Di depan tungku perapian, dulu kakek saya berpesan "kamu sekolah yang pinter, biar nanti hidupmu tidak susah, kalau bisa jadi pegawai, jangan tani seperti kakekmu".
Namun anehnya, meski Kakek saya tidak mengingkan cucunya jadi petani, tetapi saja beliau mengajarkan bertani. Selepas subuh ke ladang menyiram sayur, dan nanti sorenya menggendong tangki untuk menyemprot hama.
Potret masa lalu, di mana tani bukanlah sebuah cita-cita. Tani identik dengan pekerjaan yang tidak ada gengsinya sama sekali.
Padahal jika melihat realita, tidak sedikit petani yang kaya raya, dan hidupnya jauh lebih mapan daripada pegawai kantoran. Cuma petani tidak memiliki kelas sosial, meskipun memiliki beberapa kendaraan, lahan, dan rumah yang megah.
Benarkah anak-anak muda, tak lagi mau bertani?
Pagi ini di lereng Gunung Merbabu saya diajak menemui petani muda yang ingin mengembalikan budaya keluarga dalam bertani.
Mereka adalah kakak beradik yang bernama Yesa dan Eben, yang telah hijrah dari pekerjaan formal di kota dan kini kembali ke dusunnya untuk menggarap ladangnya.
"Bapak punya sembilan petak lahan. Ada investor mua menyewa, setahun 40 juta. Lahannya mau dijadikan restoran dan taman. Benar mas kami langsung dapat 40 juta. Tapi, nanti saat sudah berjalan, saat kami mau nengok lahan kami, suruh bayar tiket masuk, bayar parkir, dan suruh beli kopi. Padahal kami ini yang punya lahan. Dari itulah kami semua sepakat, menggarap lahan itu daripada disewakan," cerita Yesa dan Eben.
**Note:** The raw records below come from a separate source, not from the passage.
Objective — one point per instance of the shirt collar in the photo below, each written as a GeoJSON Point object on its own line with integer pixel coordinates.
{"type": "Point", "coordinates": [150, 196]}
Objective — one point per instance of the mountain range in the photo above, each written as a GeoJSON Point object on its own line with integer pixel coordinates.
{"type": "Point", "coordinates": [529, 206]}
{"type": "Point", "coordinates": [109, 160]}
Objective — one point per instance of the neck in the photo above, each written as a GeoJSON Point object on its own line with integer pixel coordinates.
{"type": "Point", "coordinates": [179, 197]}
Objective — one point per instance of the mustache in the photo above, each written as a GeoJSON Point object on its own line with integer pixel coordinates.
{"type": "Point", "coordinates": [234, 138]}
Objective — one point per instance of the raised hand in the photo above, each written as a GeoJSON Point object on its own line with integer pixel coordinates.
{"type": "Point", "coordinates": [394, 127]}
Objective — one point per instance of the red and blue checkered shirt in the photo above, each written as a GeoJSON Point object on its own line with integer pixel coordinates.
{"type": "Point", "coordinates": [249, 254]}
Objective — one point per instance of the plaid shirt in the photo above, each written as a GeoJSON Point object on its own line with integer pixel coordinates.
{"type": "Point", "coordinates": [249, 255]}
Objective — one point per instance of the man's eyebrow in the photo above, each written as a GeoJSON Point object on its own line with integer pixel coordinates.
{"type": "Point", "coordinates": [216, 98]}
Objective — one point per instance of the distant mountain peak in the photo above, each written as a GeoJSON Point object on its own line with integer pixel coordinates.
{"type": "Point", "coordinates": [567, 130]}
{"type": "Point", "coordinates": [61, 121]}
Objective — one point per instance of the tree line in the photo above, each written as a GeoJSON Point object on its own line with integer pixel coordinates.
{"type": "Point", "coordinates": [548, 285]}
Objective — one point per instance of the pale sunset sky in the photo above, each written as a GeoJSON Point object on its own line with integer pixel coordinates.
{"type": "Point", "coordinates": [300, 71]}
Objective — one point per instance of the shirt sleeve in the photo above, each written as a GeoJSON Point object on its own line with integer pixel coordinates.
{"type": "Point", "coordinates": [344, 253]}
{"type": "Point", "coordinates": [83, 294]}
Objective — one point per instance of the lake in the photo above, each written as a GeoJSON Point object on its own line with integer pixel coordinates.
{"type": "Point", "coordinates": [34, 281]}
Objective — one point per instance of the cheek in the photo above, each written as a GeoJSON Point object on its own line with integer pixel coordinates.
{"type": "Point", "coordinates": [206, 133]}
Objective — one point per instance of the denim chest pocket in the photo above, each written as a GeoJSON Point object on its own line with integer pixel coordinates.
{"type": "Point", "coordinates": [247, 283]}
Rumah sederhana mereka terpasang jaringan internet dan wifi. Mereka bisa dengan mudah mengakses dunia pertanian, begitu pula dengan pasarnya. Kini hanya dengan modal itu, mereka bisa mengubah pertanian tradisional menjadi pertanian yang ada sentuhan teknologi memanfaatkan internet.